Le collectif Adopte un jeune sort victorieux de sa lutte contre la condition d’ancienneté pour l’obtention d’un contrat jeune majeur. Le 15 juillet, le Conseil d’État a tranché en sa faveur. Reste à faire respecter cette jurisprudence.

« Lorsque les conditions d’attribution ou les montants des prestations sont déterminés par les lois et décrets qui les régissent, le règlement départemental d’aide sociale ne peut édicter que des dispositions plus favorables.  » Le 15 juillet, cet arrêt du Conseil d’État signe la victoire du collectif limousin de travailleurs sociaux Adopte un jeune. En 2014, lorsque le conseil départemental de la Haute-Vienne décrète une condition d’ancienneté de trois ans à l’Aide sociale à l’enfance (ASE) pour obtenir un contrat jeune majeur, les travailleurs sociaux de l’ASE entament une grève de trois semaines. Niant l’essence de leur métier, cette délibération revient à abandonner des jeunes, hébergés en foyer ou en famille d’accueil, le jour de leurs 18 ans.
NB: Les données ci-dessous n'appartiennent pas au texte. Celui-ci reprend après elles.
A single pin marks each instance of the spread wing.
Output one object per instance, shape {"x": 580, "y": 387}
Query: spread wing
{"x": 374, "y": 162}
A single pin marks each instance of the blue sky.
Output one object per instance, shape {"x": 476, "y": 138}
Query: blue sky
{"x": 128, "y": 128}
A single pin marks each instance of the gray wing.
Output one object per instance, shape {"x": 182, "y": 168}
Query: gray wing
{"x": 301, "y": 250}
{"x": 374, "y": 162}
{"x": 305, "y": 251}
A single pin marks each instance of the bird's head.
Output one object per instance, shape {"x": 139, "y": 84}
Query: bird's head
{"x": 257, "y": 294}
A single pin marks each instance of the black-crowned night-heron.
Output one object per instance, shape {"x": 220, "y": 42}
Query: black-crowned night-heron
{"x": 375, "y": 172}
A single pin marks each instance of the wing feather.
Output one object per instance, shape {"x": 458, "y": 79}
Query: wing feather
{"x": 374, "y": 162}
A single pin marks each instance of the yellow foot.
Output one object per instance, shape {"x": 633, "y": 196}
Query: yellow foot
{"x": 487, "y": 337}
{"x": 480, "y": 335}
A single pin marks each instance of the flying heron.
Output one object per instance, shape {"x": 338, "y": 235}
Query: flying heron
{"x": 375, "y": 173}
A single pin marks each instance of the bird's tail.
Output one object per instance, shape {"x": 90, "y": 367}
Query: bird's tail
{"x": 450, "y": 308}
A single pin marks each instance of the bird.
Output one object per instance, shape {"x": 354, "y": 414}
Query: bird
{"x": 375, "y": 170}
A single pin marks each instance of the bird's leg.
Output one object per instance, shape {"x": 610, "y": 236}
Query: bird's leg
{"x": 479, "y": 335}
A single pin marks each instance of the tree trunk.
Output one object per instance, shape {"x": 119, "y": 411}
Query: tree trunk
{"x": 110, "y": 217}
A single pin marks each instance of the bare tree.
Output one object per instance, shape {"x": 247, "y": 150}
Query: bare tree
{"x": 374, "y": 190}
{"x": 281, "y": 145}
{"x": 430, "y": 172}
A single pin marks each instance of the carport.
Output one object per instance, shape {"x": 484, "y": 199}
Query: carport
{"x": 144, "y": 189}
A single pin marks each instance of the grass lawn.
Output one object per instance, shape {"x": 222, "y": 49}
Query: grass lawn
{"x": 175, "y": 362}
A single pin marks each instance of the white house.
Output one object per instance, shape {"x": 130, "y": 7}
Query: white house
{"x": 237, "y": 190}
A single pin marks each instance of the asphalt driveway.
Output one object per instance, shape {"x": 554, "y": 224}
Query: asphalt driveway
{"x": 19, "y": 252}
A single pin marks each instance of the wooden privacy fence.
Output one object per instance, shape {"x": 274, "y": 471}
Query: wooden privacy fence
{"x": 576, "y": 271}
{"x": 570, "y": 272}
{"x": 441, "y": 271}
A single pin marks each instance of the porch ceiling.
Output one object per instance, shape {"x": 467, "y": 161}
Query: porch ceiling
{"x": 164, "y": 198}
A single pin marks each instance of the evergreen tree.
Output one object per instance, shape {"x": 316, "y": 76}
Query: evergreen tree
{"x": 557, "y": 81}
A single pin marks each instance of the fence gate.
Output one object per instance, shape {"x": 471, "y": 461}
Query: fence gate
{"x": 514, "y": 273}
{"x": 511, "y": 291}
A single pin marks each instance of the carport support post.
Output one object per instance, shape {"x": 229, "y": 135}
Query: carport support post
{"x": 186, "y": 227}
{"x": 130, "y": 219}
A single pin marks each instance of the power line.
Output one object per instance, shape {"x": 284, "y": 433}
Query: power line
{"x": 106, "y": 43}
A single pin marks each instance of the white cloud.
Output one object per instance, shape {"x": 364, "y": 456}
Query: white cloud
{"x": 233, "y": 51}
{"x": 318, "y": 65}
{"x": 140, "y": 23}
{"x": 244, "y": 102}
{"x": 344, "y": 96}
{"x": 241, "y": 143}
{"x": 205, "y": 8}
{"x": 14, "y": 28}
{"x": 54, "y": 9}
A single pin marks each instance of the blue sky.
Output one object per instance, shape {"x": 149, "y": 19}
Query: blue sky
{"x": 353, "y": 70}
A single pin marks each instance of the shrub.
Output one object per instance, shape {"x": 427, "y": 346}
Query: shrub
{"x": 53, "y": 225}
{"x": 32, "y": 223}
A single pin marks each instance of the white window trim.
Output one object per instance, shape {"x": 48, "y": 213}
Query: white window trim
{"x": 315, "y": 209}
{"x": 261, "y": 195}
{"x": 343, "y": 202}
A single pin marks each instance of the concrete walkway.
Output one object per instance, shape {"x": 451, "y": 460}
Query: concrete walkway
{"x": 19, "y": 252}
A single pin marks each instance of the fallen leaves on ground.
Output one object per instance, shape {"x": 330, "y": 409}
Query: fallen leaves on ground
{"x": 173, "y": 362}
Le Département reste inflexible, mais l’indignation des travailleurs sociaux fait boule de neige. «  Nous étions soutenus par des cadres du travail social et des instituts de formation, La ligue des droits de l’homme de Gironde, de Dordogne et de Haute Garonne, explique Daniel Clerembaux, éducateur retraité membre du collectif Adopte un jeune. Cela nous a permis de tenir malgré la répression. » Suite à une action sur le parvis de l’Hôtel du département, dix neuf travailleurs sociaux sont sanctionnés. L’un d’eux, âgé de 57 ans, subit même un licenciement. Cet abus de pouvoir – la justice a depuis levé toutes les sanctions et ordonné sa réintégration – attise la colère des syndicats INTER87 FSU et CGT Santé de la Haute-Vienne. De simples citoyens témoignent de leur soutien, signent des pétitions. En revanche, le tribunal administratif déboute les militants en première
instance puis en appel.

Éviter la rue

Pendant ce temps, l’accompagnement des jeunes mis à la rue se poursuit clandestinement. «  Des travailleurs sociaux et des syndicalistes en ont hébergé chez eux, raconte Daniel Clerembaux. Des proviseurs ont ouvert gratuitement des places d’internat. Certains se sont retrouvés en squats. D’autres ont du retourner dans leur famille défaillante. » Des solutions insatisfaisantes alors que la prise en charge par la puissance publique est inscrite dans la loi. Justement, le tribunal administratif de Nantes condamne le conseil départemental de La Manche pour une délibération similaire, cette fois jugée discriminatoire. De fait, elle exclut du contrat jeune majeur les mineurs isolés généralement admis à l’ASE vers 16-17 ans. De quoi requinquer les combattants qui, de kermesses en souscriptions, parviennent à réunir les 10 000 euros nécessaires à la poursuite de la procédure. De plus, le relais médiatique élargit le combat. L’enjeu est national car de nombreux départements tentent de se soustraire à la prise en charge ASE jusqu’à 21 ans.
L’arrêt de la plus haute juridiction offre un niveau de jurisprudence inégalé. « Cette décision place le droit de notre côté, apprécie Christophe Daadouch, juriste au Gisti (1). Des départements peuvent cependant tenter d’introduire une condition d’ancienneté et voir s’ils sont attaqués ou pas. Les élus de l’opposition doivent se montrer vigilants et signaler une délibération illégale. Si cela ne suffit pas, les associations devront batailler. » Une inquiétude plane également sur l’influence de l’Association des départements de France (ADF) sur le législateur, seul habilité à défaire cette jurisprudence en modifiant la loi. Contactée, l’ADF se refuse à commenter une décision de justice. Sera-t-elle aussi discrète avec les parlementaires ?

Myriam Léon

(1) Groupe d’information et de soutien des immigrés.